Thank you for the reply, Craig. I am worried about the load on the hard top--I believe it will crack with my gear, girlfriend, and I up there (I'm 6'2" 220, she can't be over 130...I suck with girl weight.) At any rate, I think I'm going to procure a Yakima Loadwarrior and use it to store a cooler and an ARB SWAG or other form of durable tent.. Do you have any experience with any? Thanks
Sorry for my delayed response -- I missed this thread entirely over the last few weeks!
With 350 lbs in people (with bedding), plus another say 50-100 in gear, and another 100 in the tent itself -- yeah that's a bit much to have resting solely on the hard top.

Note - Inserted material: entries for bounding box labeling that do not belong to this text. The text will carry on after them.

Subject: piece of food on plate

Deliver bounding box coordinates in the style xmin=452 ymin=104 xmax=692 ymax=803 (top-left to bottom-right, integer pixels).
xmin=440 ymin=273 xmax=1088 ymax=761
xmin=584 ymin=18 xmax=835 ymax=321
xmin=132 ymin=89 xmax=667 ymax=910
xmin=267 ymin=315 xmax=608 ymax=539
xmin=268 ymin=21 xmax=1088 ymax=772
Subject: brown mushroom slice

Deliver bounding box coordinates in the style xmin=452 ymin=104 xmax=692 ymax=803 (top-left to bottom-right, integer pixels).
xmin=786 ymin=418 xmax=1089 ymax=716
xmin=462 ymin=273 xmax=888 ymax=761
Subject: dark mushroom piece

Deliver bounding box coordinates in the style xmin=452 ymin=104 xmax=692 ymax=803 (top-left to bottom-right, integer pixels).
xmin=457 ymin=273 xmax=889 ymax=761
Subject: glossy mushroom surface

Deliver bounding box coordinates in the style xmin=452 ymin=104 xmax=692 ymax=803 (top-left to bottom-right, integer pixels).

I have never used a SWAG personally but I hesitate to see the benefit. It's heavy -- 100+ pounds -- and the real advantage over other ground tents is...a thick mattress? Canvas? Plus it's quite expensive.
Canvas is great but for far less money you can get a traditional ground tent and an air mattress set up. The real benefit to the RTT, and to me the reason for spending the extra dollars, is the fact that you are up off the ground for critters, water, cold, and sharp things. All of these advantages go away pretty quick with the SWAG. I've had a Mountain Hardware tent for 3 years that has held up extremely well, and takes up less space then the SWAG.

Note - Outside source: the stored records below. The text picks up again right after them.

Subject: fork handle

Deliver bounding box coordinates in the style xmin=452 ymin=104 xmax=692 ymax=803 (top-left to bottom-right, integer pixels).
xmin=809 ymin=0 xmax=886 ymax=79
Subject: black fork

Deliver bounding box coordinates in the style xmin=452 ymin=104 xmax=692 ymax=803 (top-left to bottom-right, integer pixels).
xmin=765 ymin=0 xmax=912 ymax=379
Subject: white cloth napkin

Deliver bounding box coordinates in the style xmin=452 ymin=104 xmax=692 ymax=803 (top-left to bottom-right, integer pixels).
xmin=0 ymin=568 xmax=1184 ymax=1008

The other part to consider is a cooler up top. Coolers are notoriously good at not staying closed
I'd be wary of putting my rations up there.

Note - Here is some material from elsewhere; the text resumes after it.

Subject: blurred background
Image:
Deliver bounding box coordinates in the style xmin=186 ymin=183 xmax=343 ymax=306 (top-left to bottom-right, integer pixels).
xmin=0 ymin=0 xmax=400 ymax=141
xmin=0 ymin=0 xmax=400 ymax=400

But, if you've got a good quality dry bag, and perhaps a few good Jerry-can style containers, you could put clothes, tent, water, and fuel up there.
The trick is to keep the weight up top as low as possible. Put light stuff up there; or if you must put heavy stuff, make sure the inside is full already. I'd hesitate about going beyond 300 lbs moving weight on a Wrangler (that's not based on engineering; thats based on what I read as the max mobile weight for most roof racks).